The Civilization of Perpetual Movement

Nomads in the Modern World

March 2016 9781849043984 224pp

Description

From the Chinese Emperors to the Romans and the Byzantines, from British Foreign Office agents in the Great Game to today’s hippies, backpackers and aid workers, a long line of ‘civilized’, sedentary, peoples have again and again misunderstood nomads, and nomadism. Caricatured as backward herders, thieving pastoralists, or members of some vast and undifferentiated horde of humanity forever wandering the planet, nomads are usually perceived as anything but modern and almost always as on the verge of obsolescence.

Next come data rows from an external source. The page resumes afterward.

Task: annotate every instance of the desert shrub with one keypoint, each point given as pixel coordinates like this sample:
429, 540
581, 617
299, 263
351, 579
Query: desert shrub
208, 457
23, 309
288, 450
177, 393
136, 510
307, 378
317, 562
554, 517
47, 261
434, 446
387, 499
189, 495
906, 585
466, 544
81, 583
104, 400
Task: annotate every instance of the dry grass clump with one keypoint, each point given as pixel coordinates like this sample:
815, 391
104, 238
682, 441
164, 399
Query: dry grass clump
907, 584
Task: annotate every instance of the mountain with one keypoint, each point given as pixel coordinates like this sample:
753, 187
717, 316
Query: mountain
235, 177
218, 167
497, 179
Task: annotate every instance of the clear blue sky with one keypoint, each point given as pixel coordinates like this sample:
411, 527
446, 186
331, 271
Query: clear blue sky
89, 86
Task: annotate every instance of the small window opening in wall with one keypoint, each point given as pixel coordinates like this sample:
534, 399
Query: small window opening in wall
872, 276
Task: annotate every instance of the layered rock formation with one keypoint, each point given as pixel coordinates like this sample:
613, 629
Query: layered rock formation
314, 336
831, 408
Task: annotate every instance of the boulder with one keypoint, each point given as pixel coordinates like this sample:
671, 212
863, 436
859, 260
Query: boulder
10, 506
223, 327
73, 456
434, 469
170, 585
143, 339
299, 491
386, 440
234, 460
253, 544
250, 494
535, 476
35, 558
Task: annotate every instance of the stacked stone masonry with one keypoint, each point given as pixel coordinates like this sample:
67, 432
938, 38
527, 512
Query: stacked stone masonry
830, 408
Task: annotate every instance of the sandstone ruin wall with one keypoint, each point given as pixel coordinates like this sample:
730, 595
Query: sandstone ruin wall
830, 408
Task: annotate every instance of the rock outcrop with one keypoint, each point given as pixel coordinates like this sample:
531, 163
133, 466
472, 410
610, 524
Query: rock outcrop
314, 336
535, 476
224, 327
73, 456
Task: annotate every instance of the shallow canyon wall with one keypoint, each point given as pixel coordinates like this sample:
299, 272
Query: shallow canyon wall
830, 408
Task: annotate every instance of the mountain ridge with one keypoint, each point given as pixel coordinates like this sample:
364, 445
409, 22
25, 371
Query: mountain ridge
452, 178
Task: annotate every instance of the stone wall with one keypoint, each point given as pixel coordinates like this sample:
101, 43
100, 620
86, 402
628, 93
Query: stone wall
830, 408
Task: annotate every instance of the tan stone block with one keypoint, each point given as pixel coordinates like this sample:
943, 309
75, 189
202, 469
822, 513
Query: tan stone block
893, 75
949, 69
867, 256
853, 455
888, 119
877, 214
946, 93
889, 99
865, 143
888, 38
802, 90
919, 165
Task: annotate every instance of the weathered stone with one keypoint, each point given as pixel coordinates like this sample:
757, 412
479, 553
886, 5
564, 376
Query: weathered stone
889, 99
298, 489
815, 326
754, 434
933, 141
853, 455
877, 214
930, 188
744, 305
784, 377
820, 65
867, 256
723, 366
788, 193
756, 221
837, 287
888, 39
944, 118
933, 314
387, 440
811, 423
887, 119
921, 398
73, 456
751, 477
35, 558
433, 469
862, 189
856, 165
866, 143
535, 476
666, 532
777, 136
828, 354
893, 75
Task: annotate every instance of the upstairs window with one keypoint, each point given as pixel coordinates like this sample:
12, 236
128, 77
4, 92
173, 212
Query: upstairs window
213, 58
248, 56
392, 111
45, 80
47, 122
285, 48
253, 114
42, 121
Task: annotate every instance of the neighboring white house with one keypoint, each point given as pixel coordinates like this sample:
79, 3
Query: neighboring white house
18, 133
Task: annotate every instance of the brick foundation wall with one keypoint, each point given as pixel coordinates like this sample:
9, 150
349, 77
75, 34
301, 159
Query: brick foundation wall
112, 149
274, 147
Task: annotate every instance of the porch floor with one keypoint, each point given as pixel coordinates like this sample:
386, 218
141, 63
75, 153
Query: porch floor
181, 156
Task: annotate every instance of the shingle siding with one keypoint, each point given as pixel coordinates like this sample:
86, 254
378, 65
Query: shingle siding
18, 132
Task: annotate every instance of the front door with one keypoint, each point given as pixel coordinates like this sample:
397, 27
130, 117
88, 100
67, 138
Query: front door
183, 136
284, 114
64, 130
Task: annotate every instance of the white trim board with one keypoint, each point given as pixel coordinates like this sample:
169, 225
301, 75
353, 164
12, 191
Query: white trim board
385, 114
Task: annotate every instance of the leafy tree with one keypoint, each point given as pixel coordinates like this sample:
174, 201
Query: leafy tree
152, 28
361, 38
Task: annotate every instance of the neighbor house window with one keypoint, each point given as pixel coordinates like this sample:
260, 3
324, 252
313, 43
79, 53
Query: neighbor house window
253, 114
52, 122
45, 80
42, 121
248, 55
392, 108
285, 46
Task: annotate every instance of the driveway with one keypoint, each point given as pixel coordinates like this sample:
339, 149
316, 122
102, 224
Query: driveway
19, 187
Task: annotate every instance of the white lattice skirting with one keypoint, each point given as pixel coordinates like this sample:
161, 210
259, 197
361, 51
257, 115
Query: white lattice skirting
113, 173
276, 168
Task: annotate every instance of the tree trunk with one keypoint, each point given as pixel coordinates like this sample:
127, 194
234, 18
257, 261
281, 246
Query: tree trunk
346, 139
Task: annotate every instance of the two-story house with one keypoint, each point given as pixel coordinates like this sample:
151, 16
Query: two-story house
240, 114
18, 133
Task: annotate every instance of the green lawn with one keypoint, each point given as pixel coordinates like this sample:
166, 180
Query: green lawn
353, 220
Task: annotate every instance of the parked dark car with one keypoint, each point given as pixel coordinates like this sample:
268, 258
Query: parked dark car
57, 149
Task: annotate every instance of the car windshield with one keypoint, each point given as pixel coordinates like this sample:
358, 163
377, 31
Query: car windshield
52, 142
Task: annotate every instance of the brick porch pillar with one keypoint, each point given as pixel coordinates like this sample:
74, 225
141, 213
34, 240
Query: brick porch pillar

The Civilization of Perpetual Movement is the first examination of nomadism as a vital global political practice. Nick McDonell — bestselling novelist and war correspondent — draws upon his years spent with and research into nomads around the world to illuminate what is, and has always been, a most modern practice. In the lucid, evocative prose which earnt him comparisons with Graham Greene and John Le Carré in the New York Times, McDonell uncovers the ways nomads and states influence each other, historically and today — with surprising consequences, from the plains and mountains of Central Asia to the grasslands of the Great Rift Valley. Part literary meditation, part reflection on international relations, part original history, The Civilization of Perpetual Movement is firmly in the tradition of iconoclastic thinkers from Bruce Chatwin to James Scott to T. E. Lawrence.

Reviews

‘This is the book about nomads that Bruce Chatwin spent a good part of his life trying, unsuccessfully, to write. … [W]e are only now starting to come to terms with who nomads are and what they do. McDonell’s fine book provides valuable help in this task.’ — Times Literary Supplement

‘This book is exceptional not only for the new perspectives it gives on nomads, but for the out-of-the-box thinking which Nick McDonell applies throughout the text … reading this book is an exercise in critical thinking.’ — The Jordan Times

‘Nick McDonell tackles one of the great blind spots of political science: the persistence of nomadism in the contemporary world. Nomads are not, McDonell shows, a relict of an earlier era of societal development, but a thoroughly modern challenge to contemporary governance.’ — Alex de Waal, Research Professor and Executive Director of the World Peace Foundation, Tufts University

‘In this intriguing, unusual and well-written little book, McDonell shares his frustrations with the political difficulties faced by nomadic peoples in the twenty-first century and the failure of international relations theory to comprehend nomads’ lived realities. He describes in detail several instances of the unequal and often tragic clash between the “civilization of perpetual movement” and that of tax-gathering, boundary-jealous, rule-bound, development-oriented states.’ — Richard Tapper, Emeritus Professor at SOAS, University of London, and author of many books and articles on nomadism including Frontier Nomads of Iran

‘Since he was a graduate student at Oxford, Nick McDonell has studied the question of how important nomadism has been to world history for the past 500 years. Very, is the answer. This well-written and extremely accessible book is an account of that journey.’ — Dawn Chatty, Professor of Anthropology and Forced Migration and formerly Director of the Refugee Studies Centre, University of Oxford

‘[In] this interesting new book … Nick McDonell explains that nomads are often only seen as an economic group, existing through herding or trading. Their role fighting for their communities, interacting with their surrounding population and managing and using the landscape is ignored. Nomadism, he argues, is a form of political expression.’ — Socialist Review

Author(s)

Nick McDonell was born in New York City in 1984. He is the author of the novels Twelve, The Third Brother, and An Expensive Education, and a book of reportage, The End of Major Combat Operations. McDonell is a graduate of Harvard and Oxford universities and has reported from Asia, Africa, and the Middle East for TIME, Harper’s, and others.